Tebow’s trio of starts were up and down. He had a 40-yard touchdown run and a 33-yard touchdown pass to Brandon Lloyd in a blowout loss to the Raiders. He also had a dramatic comeback win against the Texans in which the Broncos trialed by 13 in the fourth quarter, only to experience that unexplainable “Tebow Magic” for the first time. In Week 17, the Tebow led Broncos came back and almost beat the San Diego Chargers.

Despite the loss in the finale, when I left the stadium that day, you couldn’t help but notice fans were cheering loudly and happy on the way out. The Broncos were 4-12 and had a season full of embarrassing, awful and dumb moments, yet fans were happy. They were happy because of Tebow. Broncos Country had hope for the future.

The 2011 season was a wild ride. Tebow replaced “Mr. Personality,” Kyle Orton, in Week 5. The season ended in the Divisional Round of the playoffs. The team hadn’t been to the playoffs since 2005, so the Broncos were relevant again.

Those three starts in 2010 helped prepare Tebow for 2011, while giving fans a reason to tune back in.

That brings us to Paxton Lynch.

There is no cool story to Lynch because the Broncos didn’t have the slightest clue what to do with him. John Elway and Company should have given Lynch the starting job in 2016. It was easy. Prepare him for the future or figure out he’s trash and move on.

Either way, they would’ve known.

The cases of Brian Griese and Tim Tebow shouldn’t be unfamiliar to John Elway. Griese replaced Elway after No. 7 retired. And in 2011, Elway was back with the organization and had front row tickets (begrudgingly at times) for Tebow Mania.
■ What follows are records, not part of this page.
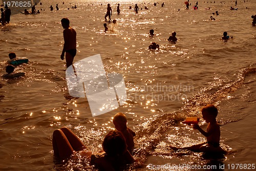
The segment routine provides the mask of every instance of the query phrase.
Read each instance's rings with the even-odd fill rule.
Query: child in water
[[[125,139],[127,149],[132,152],[134,147],[133,137],[135,136],[135,133],[127,127],[127,119],[125,115],[122,113],[117,113],[114,116],[113,123],[116,129],[123,134]]]
[[[156,44],[155,42],[153,42],[151,45],[148,46],[149,50],[156,50],[157,49],[159,49],[159,45]]]
[[[233,38],[232,36],[230,37],[231,38]],[[227,40],[229,38],[229,36],[227,35],[227,32],[225,31],[223,32],[223,37],[222,37],[222,39],[223,40]]]
[[[7,73],[3,76],[4,78],[14,78],[25,75],[25,73],[24,72],[13,73],[13,71],[14,71],[14,67],[11,65],[7,66],[5,71]]]
[[[105,30],[104,30],[104,32],[106,32],[108,30],[109,30],[109,28],[108,28],[108,27],[106,27],[106,23],[104,23],[103,24],[103,25],[104,26],[104,27],[105,28]]]
[[[206,137],[207,141],[190,146],[178,148],[170,146],[174,149],[189,149],[191,151],[200,151],[205,153],[224,153],[225,151],[220,146],[220,139],[221,132],[220,125],[216,121],[218,115],[218,109],[213,104],[207,104],[202,109],[203,119],[205,120],[208,125],[206,131],[203,130],[198,124],[193,126],[194,130],[198,130]]]
[[[172,35],[169,37],[168,40],[174,42],[177,41],[177,38],[176,36],[176,32],[174,31],[173,32],[173,33],[172,33]]]
[[[150,34],[151,36],[154,36],[154,30],[153,29],[151,29],[150,30]]]
[[[104,138],[102,148],[96,154],[88,151],[80,139],[70,129],[62,127],[54,131],[52,145],[55,157],[67,159],[76,152],[91,159],[91,164],[100,170],[119,170],[124,164],[135,161],[127,149],[125,139],[118,131],[111,131]]]

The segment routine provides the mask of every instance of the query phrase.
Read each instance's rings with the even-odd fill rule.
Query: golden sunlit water
[[[219,0],[199,1],[197,10],[192,8],[196,1],[189,1],[189,10],[179,0],[165,1],[163,7],[163,2],[155,6],[151,0],[41,2],[42,5],[36,6],[36,10],[42,9],[40,14],[19,13],[11,16],[9,25],[0,26],[1,74],[11,52],[30,60],[15,70],[25,72],[25,76],[0,79],[0,169],[96,170],[79,153],[67,161],[56,161],[52,133],[67,126],[88,150],[96,152],[114,129],[113,117],[118,112],[126,114],[128,126],[136,132],[133,155],[140,162],[127,166],[127,170],[148,170],[152,165],[165,164],[168,167],[161,170],[199,170],[170,169],[179,164],[225,165],[222,170],[229,170],[232,169],[228,164],[255,163],[253,0],[238,1],[238,10],[229,9],[234,2]],[[104,21],[108,3],[115,24]],[[133,12],[136,3],[140,7],[137,14]],[[56,4],[59,10],[51,11],[50,6]],[[72,9],[75,5],[77,8]],[[13,13],[17,10],[11,9]],[[220,15],[212,15],[216,11]],[[210,16],[216,20],[209,20]],[[66,17],[77,34],[74,62],[100,54],[107,74],[123,77],[127,96],[124,105],[94,117],[86,97],[69,94],[65,63],[60,59],[63,44],[60,20]],[[148,34],[151,29],[154,36]],[[176,44],[167,40],[173,31],[177,32]],[[224,31],[233,38],[222,40]],[[152,42],[160,49],[149,50]],[[183,147],[205,141],[198,131],[181,122],[187,116],[201,118],[200,110],[207,103],[219,109],[221,146],[229,153],[205,156],[172,150],[169,145]],[[206,130],[205,121],[201,119],[199,124]]]

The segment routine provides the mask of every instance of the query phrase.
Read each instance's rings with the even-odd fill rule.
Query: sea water
[[[126,114],[128,126],[137,135],[133,155],[141,162],[127,170],[249,170],[249,164],[253,168],[254,1],[238,1],[237,10],[229,10],[234,2],[219,0],[199,1],[196,10],[192,8],[196,1],[189,1],[188,10],[178,0],[166,1],[163,7],[163,2],[155,6],[153,1],[41,2],[42,5],[36,6],[36,10],[42,9],[40,14],[16,13],[10,24],[0,26],[1,75],[9,53],[30,60],[16,69],[25,72],[25,77],[0,79],[1,170],[94,170],[79,156],[55,161],[52,133],[67,126],[89,150],[96,152],[101,148],[104,136],[114,128],[112,119],[117,112]],[[110,31],[104,32],[108,3],[113,11],[112,19],[117,22],[106,23]],[[120,15],[116,12],[118,3]],[[136,3],[140,8],[137,14],[133,11]],[[56,4],[60,9],[50,11],[50,6]],[[75,5],[77,9],[72,9]],[[145,6],[149,9],[144,10]],[[17,10],[10,8],[13,13]],[[212,15],[216,11],[220,15]],[[208,20],[211,15],[215,21]],[[65,63],[60,59],[63,44],[60,21],[66,17],[77,34],[74,62],[100,54],[108,73],[118,73],[124,77],[125,105],[93,117],[86,98],[69,95]],[[148,34],[151,29],[155,31],[153,36]],[[173,31],[177,32],[176,44],[167,40]],[[224,31],[233,38],[222,40]],[[159,44],[160,50],[148,50],[152,42]],[[202,117],[200,110],[208,103],[219,110],[221,145],[229,153],[205,156],[168,147],[205,140],[197,130],[181,122],[186,117]],[[200,125],[206,130],[207,123],[202,119]]]

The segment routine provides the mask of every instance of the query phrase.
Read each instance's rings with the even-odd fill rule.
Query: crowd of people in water
[[[185,2],[186,8],[189,9],[189,0]],[[63,2],[64,4],[64,2]],[[40,5],[41,5],[40,3]],[[154,5],[156,6],[157,3]],[[237,2],[236,3],[236,5]],[[26,14],[35,14],[39,13],[36,11],[35,6],[33,5],[31,12],[29,12],[27,9],[25,10]],[[194,9],[198,8],[198,2],[197,2],[194,6]],[[161,7],[165,6],[164,3],[161,4]],[[146,9],[146,6],[145,9]],[[10,20],[11,10],[6,5],[5,11],[3,8],[1,9],[1,23],[4,25],[9,24]],[[50,10],[53,10],[52,5],[51,5]],[[72,8],[76,9],[75,5]],[[132,9],[132,8],[130,8]],[[146,7],[147,9],[148,9]],[[56,9],[59,10],[58,4],[56,4]],[[141,8],[142,9],[142,8]],[[134,11],[138,13],[139,8],[136,4],[134,8]],[[106,13],[104,18],[106,22],[111,21],[112,9],[111,5],[107,5]],[[117,7],[117,13],[121,13],[120,4]],[[219,15],[218,11],[213,13],[212,15]],[[107,19],[109,18],[109,20]],[[256,23],[256,15],[252,15],[252,24]],[[210,20],[215,20],[212,16],[210,17]],[[115,24],[117,22],[115,19],[112,23]],[[63,50],[60,55],[60,58],[64,60],[66,58],[66,66],[69,67],[72,66],[74,58],[76,54],[76,32],[75,30],[70,26],[70,20],[67,18],[63,18],[61,20],[61,25],[64,29],[63,31],[64,37],[64,45]],[[106,23],[103,24],[104,31],[109,30]],[[175,43],[178,41],[176,37],[176,32],[173,31],[168,38],[170,42]],[[149,33],[150,36],[155,35],[153,29],[151,29]],[[232,36],[228,35],[227,32],[223,32],[222,39],[226,40],[232,38]],[[160,46],[155,42],[153,42],[148,46],[149,50],[159,50]],[[14,72],[15,67],[19,65],[28,63],[29,60],[27,58],[17,58],[16,54],[11,52],[9,54],[10,60],[8,61],[8,65],[6,68],[6,73],[3,75],[5,78],[13,78],[24,76],[25,73],[22,72]],[[192,125],[194,129],[198,130],[203,136],[206,137],[206,141],[198,144],[191,146],[179,148],[174,146],[168,146],[173,150],[185,149],[196,152],[202,152],[205,153],[220,153],[224,154],[226,152],[220,146],[220,126],[216,120],[218,111],[217,108],[212,104],[207,104],[201,110],[203,119],[208,123],[206,130],[204,131],[197,124],[194,123]],[[67,127],[63,127],[60,129],[55,130],[52,136],[52,145],[54,154],[55,157],[58,159],[67,159],[76,153],[80,153],[85,159],[90,161],[91,165],[95,165],[97,167],[103,170],[118,170],[126,164],[131,164],[138,162],[138,160],[134,158],[131,154],[134,152],[135,146],[134,137],[136,134],[130,128],[127,126],[127,119],[125,115],[122,113],[116,114],[113,119],[113,123],[115,130],[111,131],[105,137],[102,142],[102,149],[99,152],[91,152],[88,151],[86,145],[84,144],[81,140],[70,129]]]
[[[167,146],[174,151],[187,149],[193,152],[210,154],[226,153],[220,144],[220,129],[216,120],[218,114],[217,108],[209,104],[201,110],[203,119],[208,123],[206,131],[197,122],[188,124],[197,130],[206,137],[206,141],[199,144],[183,147]],[[98,152],[88,151],[78,137],[70,129],[65,126],[53,132],[52,145],[55,157],[63,160],[78,153],[81,157],[90,162],[100,170],[122,170],[127,164],[138,163],[138,159],[134,158],[136,133],[127,126],[127,119],[122,113],[118,113],[113,117],[113,124],[115,130],[105,136],[102,143],[102,149]]]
That’s why is puzzling the Broncos ignored these situations with Lynch and appear to be ignoring them with Lock.

Once he’s healthy, starting Drew Lock carries no risk. What’s the worst that can happen? The Broncos miss the playoffs? LOL. That’s happening anyway.

What’s the upside? You give Lock meaningful reps with no pressure to win. Prepare him for the future and give the fans a reason to attend games.

If the Broncos finish 4-12 but Drew Lock starts to shine, the season will be a success in everybody’s eyes. Elway will have found his quarterback of the future

Lock won’t be available until Week 8, so what I’m about to say doesn’t exactly line up. So follow me and have fun for a second.

The three different 0-4 Broncos teams never made the playoffs. But the 2011 Broncos started 1-4 and did make the playoffs. They did it by benching the veteran and playing the young guy.

Again, nothing but upside when a team goes with the kid.